A variety of evidence indicates that calcium–CaM signaling is
an important component of plant defense responses. For example, isolated parsley cells treated with pathogen-derived
elicitors show a dramatic increase in extracellular Ca2+ uptake,
which is required to induce a number of elicitor-responsive
genes (Nurnberger et al. 1994). Furthermore, increases in intracellular Ca2+ levels were shown to precede the HR elicited
in cowpea by a fungal pathogen, and Ca2+ antagonists interfered with HR formation (Xu and Heath 1998). A role for
CaM in defense signaling also was suggested by the constitutive defense phenotype displayed by transgenic tobacco plants
that expressed either of two soybean fungal elicitor-induced
CaM genes (Heo et al. 1999). In our work with intact plants,
we observed a strong induction of CaBP-22 mRNA accumulation after infection with the virulent P. parasitica isolate in
wild-type and nim1-1 but not NahG plants. The avirulent P.

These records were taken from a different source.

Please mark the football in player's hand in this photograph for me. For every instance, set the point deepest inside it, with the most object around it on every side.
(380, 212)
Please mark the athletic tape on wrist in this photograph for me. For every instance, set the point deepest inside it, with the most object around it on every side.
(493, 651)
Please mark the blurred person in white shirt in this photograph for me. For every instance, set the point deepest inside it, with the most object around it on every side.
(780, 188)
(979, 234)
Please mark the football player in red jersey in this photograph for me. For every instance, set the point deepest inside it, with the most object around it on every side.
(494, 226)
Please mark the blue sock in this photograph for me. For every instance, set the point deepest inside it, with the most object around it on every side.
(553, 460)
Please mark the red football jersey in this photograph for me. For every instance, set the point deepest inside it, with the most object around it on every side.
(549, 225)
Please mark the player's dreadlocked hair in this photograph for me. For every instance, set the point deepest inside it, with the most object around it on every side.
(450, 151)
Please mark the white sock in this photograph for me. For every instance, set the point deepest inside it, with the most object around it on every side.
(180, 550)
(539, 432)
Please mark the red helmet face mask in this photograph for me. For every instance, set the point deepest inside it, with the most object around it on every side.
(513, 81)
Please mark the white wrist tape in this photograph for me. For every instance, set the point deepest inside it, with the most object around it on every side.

parasitica isolate produced a similar but much less marked induction, and INA produced a modest induction in each plant
genotype. It will be interesting to determine whether the haustorial invasion of plant cells induces CaBP-22 expression on
the basis of its similarity to the touch-responsive TCH3 gene.
The pathogen-induced NIR4 gene may potentially play a
role in signal transduction, given that it encodes a predicted
protein that contains ankyrin repeats and putative transmembrane domains. Ankyrin repeats are found in a diverse set of
proteins and may be involved in protein–protein interactions
(Bork 1993). Among these are a number of signaling proteins
such as the Drosophila cactus and vertebrate Iκ-B proteins
that interact with transcription factors Dorsal and Nf-κB, respectively (Belvin and Anderson 1996); the Arabidopsis
NIM1/NPR1 protein, which plays an essential role in the
regulation of SAR (Cao et al. 1997; Ryals et al. 1997); and the
Drosophila mechanosensory transduction channel NOMPC,
which contains, in addition to ankyrin repeats, several transmembrane domains (Walker et al. 2000).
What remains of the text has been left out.